Reading CSV

All reads start with reader (), which returns a Config with sensible defaults: comma delimiter, no headers skipped. Customize it with the builders, then call parse or parse_keyed.

Positional rows with `parse`

parse returns List (List String) — one inner list per row, in column order:

let rows =
  reader ()
  |> parse "a,b,c\nd,e,f\n"
# [["a", "b", "c"], ["d", "e", "f"]]

A trailing newline is optional. Empty input gives [].

Skipping a header row

When the first row is column names you do not need in the data:

let rows =
  reader ()
  |> skip_header
  |> parse "name,age\nAlice,30\nBob,25\n"
# [["Alice", "30"], ["Bob", "25"]]

skip_header drops exactly one row. If you have multiple lines of preamble, this is not the tool — slice the input before parsing.

Custom delimiters

Tab, semicolon, pipe — anything that fits in one byte. Pass it as a one-character string:

reader () |> with_separator "\t" |> parse "a\tb\tc\n"
reader () |> with_separator "|"  |> parse "x|y|z\n"

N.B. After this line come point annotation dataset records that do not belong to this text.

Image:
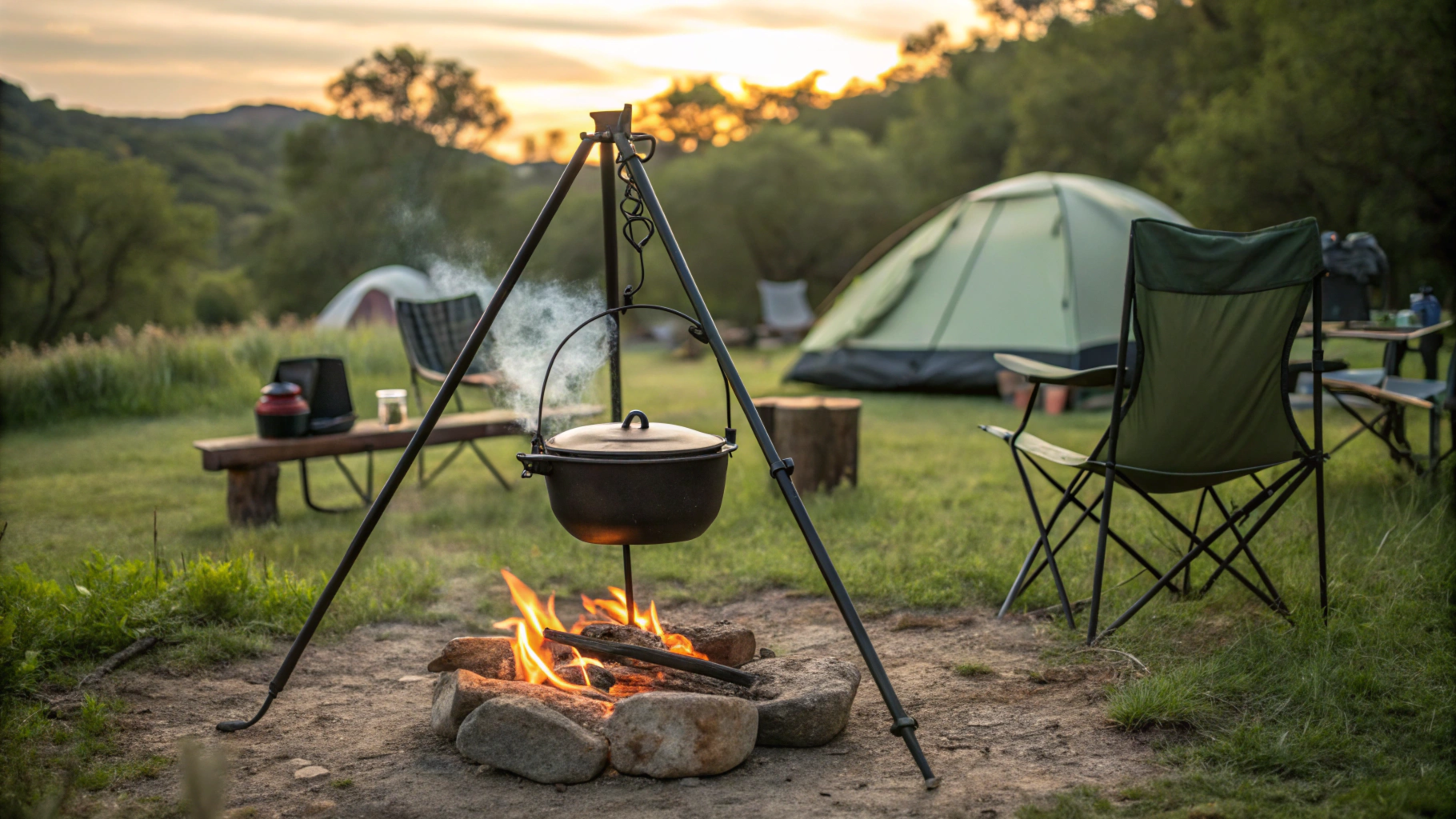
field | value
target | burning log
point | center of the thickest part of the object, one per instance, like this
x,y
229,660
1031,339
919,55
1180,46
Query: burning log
x,y
657,657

The delimiter is read as the first byte of the string, so multi-byte UTF-8 separators will not work. ASCII only.

Keyed rows with `parse_keyed`

When you want each row as a Dict String String keyed by the header names:

let rows =
  reader ()
  |> parse_keyed "name,age\nAlice,30\nBob,25\n"
# [Dict{"name": "Alice", "age": "30"}, Dict{"name": "Bob", "age": "25"}]

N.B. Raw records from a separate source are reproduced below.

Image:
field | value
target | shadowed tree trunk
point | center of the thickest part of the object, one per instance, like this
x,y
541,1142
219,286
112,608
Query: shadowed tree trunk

The first row is always consumed as the header. Do not combine parse_keyed with skip_header unless you actually want to skip the second row as well — skip_header runs after the header is captured, so it drops the first data row, not the header.

If the input has no rows, parse_keyed panics. Guard with a length check or use parse and convert yourself if empty input is expected.

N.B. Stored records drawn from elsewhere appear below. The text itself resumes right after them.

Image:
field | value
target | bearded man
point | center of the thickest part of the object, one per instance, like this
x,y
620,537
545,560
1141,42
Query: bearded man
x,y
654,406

Extra columns in a data row past the header length are dropped. Missing columns are simply absent from the dict — they do not become empty strings. If you need a stable shape, look up with Dict.get key |> Maybe.unwrap_or "".

Quoting and line endings

You do not have to think about these — csv-core handles them per RFC 4180:

Fields wrapped in "..." have the surrounding quotes stripped.
"" inside a quoted field becomes a literal ".
A delimiter or newline inside a quoted field is part of the value, not a separator.
CRLF (\r\n) line endings parse identically to LF.

reader () |> parse "\"say \"\"hi\"\"\",ok\n"
# [["say \"hi\"", "ok"]]

A note on performance

Each parsed field is a freshly allocated BEAM binary. For very large inputs you may want to stream in chunks at the Erlang layer rather than slurping the whole file into a string — but the current saga API parses the whole input in one call, so plan accordingly.